Tiongkok pun bisa dibilang merupakan negara yang sedang memperkokoh pengaruhnya di Benua Afrika. Proyek pertama kali yang dikembangkan oleh Tiongkok di Afrika adalah proyek Tazara Railway yang mulai dilaksanakan pada tahun 1970-an atas kerja sama Tiongkok di mana proyek tersebut dapat menghubungkan Zambia dan Tanzania. Dengan adanya proyek-proyek baik itu bersifat aid (bantuan) ataupun kerja sama lainnya, kehadiran Tiongkok di Afrika menarik perhatian negara-negara seperti Algeria, Mesir, Guinea, dan Maroko untuk mengajukan proposal pendanaan pembangunan kepada Tiongkok[19]. Namun, Tiongkok melihat peluang yang lebih besar dari sekedar hanya membangun satu-dua proyek. Paralel dengan berdirinya AIIB (Asian Infrastructure and Investment Bank) dan BRI, RRT sekarang dapat lebih mengokohkan kehadirannya di Afrika secara keseluruhan. Total pinjaman yang dilakukan oleh negara-negara Afrika menggunakan uang Tiongkok ada sekitar 29 Dollar AS[20]. Proyek-proyek tersebut mencakup jaringan jalan raya, jaringan jalur kereta (dan kereta nya), bandara, pelabuhan, stadion olahraga, sekolah, rumah sakit, sampai pada R&D Centers[21]. Proyek-proyek tersebut pada akhirnya mendatangkan lapangan pekerjaan bagi mayoritas masyarakat di Afrika. Tercatat sejumlah 10.000 entitas bisnis asal Tiongkok yang sedang beroperasi di Afrika[22]. Implikasi positif yaitu lapangan pekerjaan dapat dilihat dari skala tersebut, khususnya untuk masyarakat di negara-negara Afrika.

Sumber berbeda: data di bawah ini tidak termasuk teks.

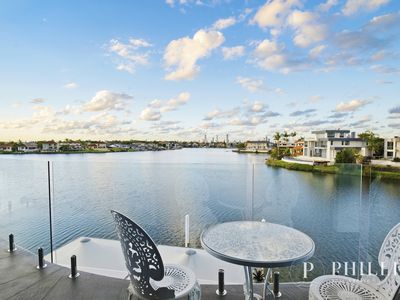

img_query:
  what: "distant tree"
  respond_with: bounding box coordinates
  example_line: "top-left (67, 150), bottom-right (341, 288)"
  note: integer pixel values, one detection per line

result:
top-left (335, 148), bottom-right (359, 164)
top-left (274, 132), bottom-right (282, 156)
top-left (236, 143), bottom-right (246, 150)
top-left (358, 130), bottom-right (385, 156)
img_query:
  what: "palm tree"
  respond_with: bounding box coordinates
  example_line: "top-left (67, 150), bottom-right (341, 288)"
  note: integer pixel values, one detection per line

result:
top-left (274, 131), bottom-right (282, 156)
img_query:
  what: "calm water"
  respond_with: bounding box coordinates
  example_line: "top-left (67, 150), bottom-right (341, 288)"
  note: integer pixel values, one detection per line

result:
top-left (0, 149), bottom-right (400, 280)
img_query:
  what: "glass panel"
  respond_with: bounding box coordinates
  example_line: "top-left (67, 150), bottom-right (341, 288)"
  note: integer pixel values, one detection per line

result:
top-left (0, 154), bottom-right (50, 253)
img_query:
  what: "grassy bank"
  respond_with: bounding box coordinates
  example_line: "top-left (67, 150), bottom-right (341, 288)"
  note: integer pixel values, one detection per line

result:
top-left (266, 158), bottom-right (400, 180)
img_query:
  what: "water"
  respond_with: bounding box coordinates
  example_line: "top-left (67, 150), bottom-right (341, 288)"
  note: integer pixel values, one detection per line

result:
top-left (0, 149), bottom-right (400, 279)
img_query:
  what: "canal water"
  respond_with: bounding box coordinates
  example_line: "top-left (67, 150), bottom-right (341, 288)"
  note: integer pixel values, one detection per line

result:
top-left (0, 149), bottom-right (400, 280)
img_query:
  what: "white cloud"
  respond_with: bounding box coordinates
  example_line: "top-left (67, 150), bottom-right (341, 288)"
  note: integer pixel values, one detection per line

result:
top-left (252, 0), bottom-right (302, 28)
top-left (251, 101), bottom-right (265, 113)
top-left (254, 39), bottom-right (296, 74)
top-left (108, 38), bottom-right (152, 73)
top-left (164, 29), bottom-right (225, 80)
top-left (140, 92), bottom-right (191, 121)
top-left (308, 45), bottom-right (326, 59)
top-left (83, 90), bottom-right (133, 112)
top-left (318, 0), bottom-right (339, 12)
top-left (140, 107), bottom-right (161, 121)
top-left (335, 99), bottom-right (370, 112)
top-left (222, 46), bottom-right (245, 60)
top-left (236, 76), bottom-right (265, 92)
top-left (342, 0), bottom-right (390, 16)
top-left (203, 107), bottom-right (240, 121)
top-left (212, 17), bottom-right (237, 30)
top-left (31, 98), bottom-right (46, 104)
top-left (160, 92), bottom-right (190, 112)
top-left (63, 82), bottom-right (78, 90)
top-left (288, 10), bottom-right (327, 48)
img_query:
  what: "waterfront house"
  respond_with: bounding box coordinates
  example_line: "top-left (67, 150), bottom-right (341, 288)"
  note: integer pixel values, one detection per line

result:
top-left (303, 129), bottom-right (371, 162)
top-left (42, 141), bottom-right (58, 152)
top-left (57, 142), bottom-right (83, 151)
top-left (18, 142), bottom-right (39, 152)
top-left (246, 140), bottom-right (269, 152)
top-left (383, 136), bottom-right (400, 159)
top-left (0, 144), bottom-right (13, 152)
top-left (87, 142), bottom-right (107, 151)
top-left (293, 139), bottom-right (304, 156)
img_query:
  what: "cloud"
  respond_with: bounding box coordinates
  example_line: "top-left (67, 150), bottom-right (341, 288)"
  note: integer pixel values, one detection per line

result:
top-left (349, 115), bottom-right (372, 128)
top-left (371, 65), bottom-right (400, 75)
top-left (203, 107), bottom-right (240, 121)
top-left (328, 112), bottom-right (349, 119)
top-left (389, 105), bottom-right (400, 114)
top-left (318, 0), bottom-right (339, 12)
top-left (236, 76), bottom-right (265, 93)
top-left (310, 95), bottom-right (324, 103)
top-left (212, 17), bottom-right (237, 30)
top-left (287, 10), bottom-right (327, 48)
top-left (82, 90), bottom-right (133, 112)
top-left (334, 99), bottom-right (370, 112)
top-left (140, 92), bottom-right (191, 121)
top-left (108, 38), bottom-right (152, 73)
top-left (30, 98), bottom-right (46, 104)
top-left (63, 82), bottom-right (78, 90)
top-left (160, 92), bottom-right (190, 112)
top-left (251, 0), bottom-right (302, 28)
top-left (250, 101), bottom-right (265, 113)
top-left (342, 0), bottom-right (390, 16)
top-left (140, 107), bottom-right (161, 121)
top-left (164, 29), bottom-right (225, 80)
top-left (222, 46), bottom-right (245, 60)
top-left (376, 79), bottom-right (394, 84)
top-left (289, 108), bottom-right (317, 117)
top-left (308, 45), bottom-right (326, 59)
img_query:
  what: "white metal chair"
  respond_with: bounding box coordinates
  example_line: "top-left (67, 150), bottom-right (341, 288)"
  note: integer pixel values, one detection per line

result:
top-left (111, 211), bottom-right (201, 300)
top-left (309, 223), bottom-right (400, 300)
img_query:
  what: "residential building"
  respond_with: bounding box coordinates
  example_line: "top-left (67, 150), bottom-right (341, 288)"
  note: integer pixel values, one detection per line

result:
top-left (87, 142), bottom-right (107, 150)
top-left (293, 139), bottom-right (304, 156)
top-left (18, 142), bottom-right (39, 152)
top-left (303, 129), bottom-right (371, 162)
top-left (383, 136), bottom-right (400, 159)
top-left (0, 144), bottom-right (13, 152)
top-left (246, 140), bottom-right (269, 151)
top-left (42, 141), bottom-right (58, 152)
top-left (57, 142), bottom-right (83, 151)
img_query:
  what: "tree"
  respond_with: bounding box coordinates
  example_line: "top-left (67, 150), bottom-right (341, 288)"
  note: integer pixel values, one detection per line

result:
top-left (236, 143), bottom-right (246, 150)
top-left (335, 148), bottom-right (359, 164)
top-left (358, 130), bottom-right (385, 156)
top-left (274, 131), bottom-right (282, 157)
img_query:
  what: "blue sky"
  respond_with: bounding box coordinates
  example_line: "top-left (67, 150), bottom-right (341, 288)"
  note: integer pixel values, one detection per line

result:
top-left (0, 0), bottom-right (400, 140)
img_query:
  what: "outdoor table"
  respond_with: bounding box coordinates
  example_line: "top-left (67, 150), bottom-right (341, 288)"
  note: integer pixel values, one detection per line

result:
top-left (200, 221), bottom-right (315, 299)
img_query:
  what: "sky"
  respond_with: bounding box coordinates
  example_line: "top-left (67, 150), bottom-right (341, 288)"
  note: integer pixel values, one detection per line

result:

Proyek-proyek ini tidak berarti adem-ayem saja, namun juga membawa kontroversi terutama di linimasa media sosial dan media-media berita. Kenyataan bahwa Tiongkok juga membawa para pekerja mereka tidak membuat semua pihak happy dengan hal tersebut. Namun, bila dilihat dari skala, penguasaan teknologi, efisiensi dan efektifitas, skilled-labor Tiongkok bisa dibilang masih jauh di atas rata-rata dari angka existing di Afrika. Tiongkok memiliki pandangan yang sangat pragmatis terhadap pelaksanaan proyek-proyek yang notabenenya memang didanai oleh kocek mereka (maupun para shareholders lain).

Sejak berakhirnya Perang Dunia II, Amerika Serikat dengan Marshall Plan nya membantu negara-negara Eropa yang luluh-lantak akibat perang. Dana pinjaman tersebut digunakan untuk membangun kembali infrastruktur-infrastruktur dasar di negara-negara Eropa. Konsekuensi dari “keikutsertaan” Marshall Plan ini adalah negara-negara Eropa tersebut harus berhutang kepada AS, yang difasilitasi oleh IMF dan World Bank pasca Perang Dingin. Kurang lebih, angka yang digelontorkan melalui skema Marshall Plan adalah sebanyak 12 milyar Dollar AS, jumlah itu hampir setara dengan 100 milyar Dollar AS nilai tahun 2018[23]. Untuk saat ini, data para debitur Marshall Plan Perang Dunia II memang sudah tidak ada lagi, namun, IMF dan World Bank memiliki landasan portofolio[24] [25] yang cukup untuk menjual pengaruhnya kepada negara-negara yang sedang bangkit (emerging powers). Di antara negara-negara tersebut, Indonesia termasuk sebagai salah satu debitur nya.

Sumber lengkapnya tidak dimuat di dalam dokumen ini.